A personal trainer working as part of the team staff at a fitness centre may progress to a management role, for example as gym manager, where the responsibilities will include managing the fitness area and the club’s instructors, monitoring timetabled courses, organizing shifts and supervising all gym equipment.
An alternative route is to set up your own business, which will involve looking for own clients and managing the administrative side of things, too. This option definitely involves more work, but the potential financial rewards are greater than in a salaried position. Other options include working as a mobile personal trainer and conducting training sessions at people’s homes or opening your own gym.
Finally, another possibility is a career in sales, for example as a salesperson for a manufacturer of sportswear, sports equipment or health or dietary supplements.
Top Reasons to Work as a Personal Trainer
One of the main reasons for starting a career as a personal trainer is the desire to inspire others to leave a healthier lifestyle and improve their physical fitness.

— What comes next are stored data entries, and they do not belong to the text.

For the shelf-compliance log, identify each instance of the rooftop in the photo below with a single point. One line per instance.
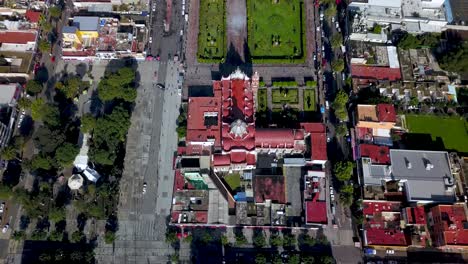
(17, 37)
(375, 73)
(269, 187)
(377, 154)
(453, 220)
(427, 173)
(316, 212)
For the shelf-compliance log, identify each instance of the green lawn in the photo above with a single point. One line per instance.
(275, 30)
(262, 100)
(212, 37)
(452, 130)
(233, 180)
(309, 100)
(284, 96)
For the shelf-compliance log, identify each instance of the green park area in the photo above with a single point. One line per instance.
(309, 100)
(275, 31)
(452, 130)
(284, 96)
(212, 37)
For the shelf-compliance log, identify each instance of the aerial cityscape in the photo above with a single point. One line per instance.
(234, 131)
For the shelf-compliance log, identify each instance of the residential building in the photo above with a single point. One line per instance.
(415, 16)
(449, 226)
(91, 37)
(9, 94)
(420, 176)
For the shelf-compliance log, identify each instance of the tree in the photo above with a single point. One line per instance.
(341, 129)
(44, 46)
(66, 154)
(377, 29)
(343, 170)
(55, 12)
(88, 123)
(338, 65)
(56, 236)
(24, 103)
(260, 259)
(240, 239)
(19, 235)
(171, 236)
(57, 214)
(294, 259)
(48, 140)
(336, 40)
(259, 239)
(276, 240)
(346, 195)
(9, 153)
(41, 162)
(109, 237)
(331, 10)
(308, 260)
(118, 85)
(289, 240)
(456, 60)
(77, 237)
(33, 87)
(224, 240)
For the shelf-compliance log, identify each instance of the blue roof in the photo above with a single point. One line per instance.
(86, 23)
(67, 29)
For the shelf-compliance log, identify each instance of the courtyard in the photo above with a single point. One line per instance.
(275, 30)
(452, 130)
(212, 35)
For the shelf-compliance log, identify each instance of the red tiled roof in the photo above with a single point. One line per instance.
(313, 127)
(319, 146)
(449, 223)
(221, 160)
(17, 37)
(275, 138)
(316, 212)
(201, 217)
(416, 215)
(369, 208)
(269, 188)
(386, 113)
(32, 16)
(179, 181)
(196, 129)
(377, 154)
(377, 236)
(375, 72)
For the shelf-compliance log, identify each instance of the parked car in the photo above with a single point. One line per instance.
(5, 228)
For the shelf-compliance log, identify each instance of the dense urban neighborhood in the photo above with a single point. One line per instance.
(234, 131)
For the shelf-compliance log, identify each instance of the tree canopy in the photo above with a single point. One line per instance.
(343, 170)
(110, 131)
(455, 60)
(33, 87)
(71, 87)
(118, 85)
(336, 40)
(66, 154)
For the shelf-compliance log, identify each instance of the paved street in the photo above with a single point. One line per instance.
(151, 142)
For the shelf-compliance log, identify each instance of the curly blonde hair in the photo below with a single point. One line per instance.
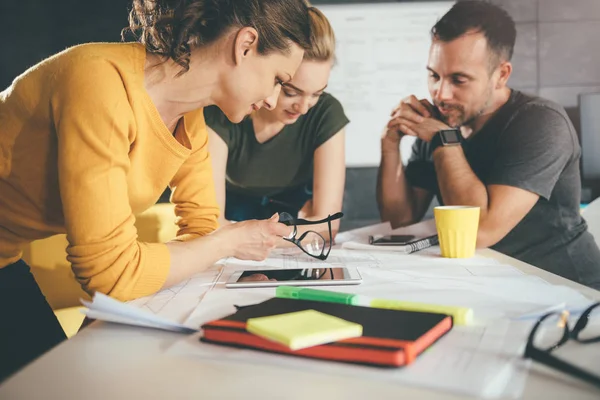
(171, 28)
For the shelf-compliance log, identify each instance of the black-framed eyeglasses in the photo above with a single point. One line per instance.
(310, 242)
(552, 331)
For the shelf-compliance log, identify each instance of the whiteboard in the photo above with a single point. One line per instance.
(381, 52)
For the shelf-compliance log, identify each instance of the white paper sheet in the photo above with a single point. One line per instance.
(177, 302)
(108, 309)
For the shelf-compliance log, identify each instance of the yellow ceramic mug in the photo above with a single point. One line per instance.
(457, 230)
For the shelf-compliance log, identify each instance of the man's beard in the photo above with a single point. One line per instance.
(462, 119)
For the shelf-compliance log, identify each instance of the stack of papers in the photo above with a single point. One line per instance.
(106, 308)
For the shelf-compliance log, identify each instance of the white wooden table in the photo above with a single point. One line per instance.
(108, 361)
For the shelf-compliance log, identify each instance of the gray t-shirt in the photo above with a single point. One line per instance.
(531, 144)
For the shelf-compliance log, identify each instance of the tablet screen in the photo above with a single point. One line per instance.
(286, 275)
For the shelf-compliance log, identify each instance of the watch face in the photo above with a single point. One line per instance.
(450, 136)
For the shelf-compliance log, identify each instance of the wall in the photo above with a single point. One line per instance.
(557, 54)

Personal trainers are usually people who love what they do and want to share their passion for fitness with others and use it to make a difference. What this job is not, however, is an opportunity to be paid while exercising. Personal trainers are required to pay close attention to what their clients are doing, so focusing on their own workout is not an option.
A key aspect of the role job is client psychology. Since clients’ expectations are often not realistic, part of the personal trainer’s job is to help them to set goals that are feasible and then to support and motivate them in their efforts to achieve those goals.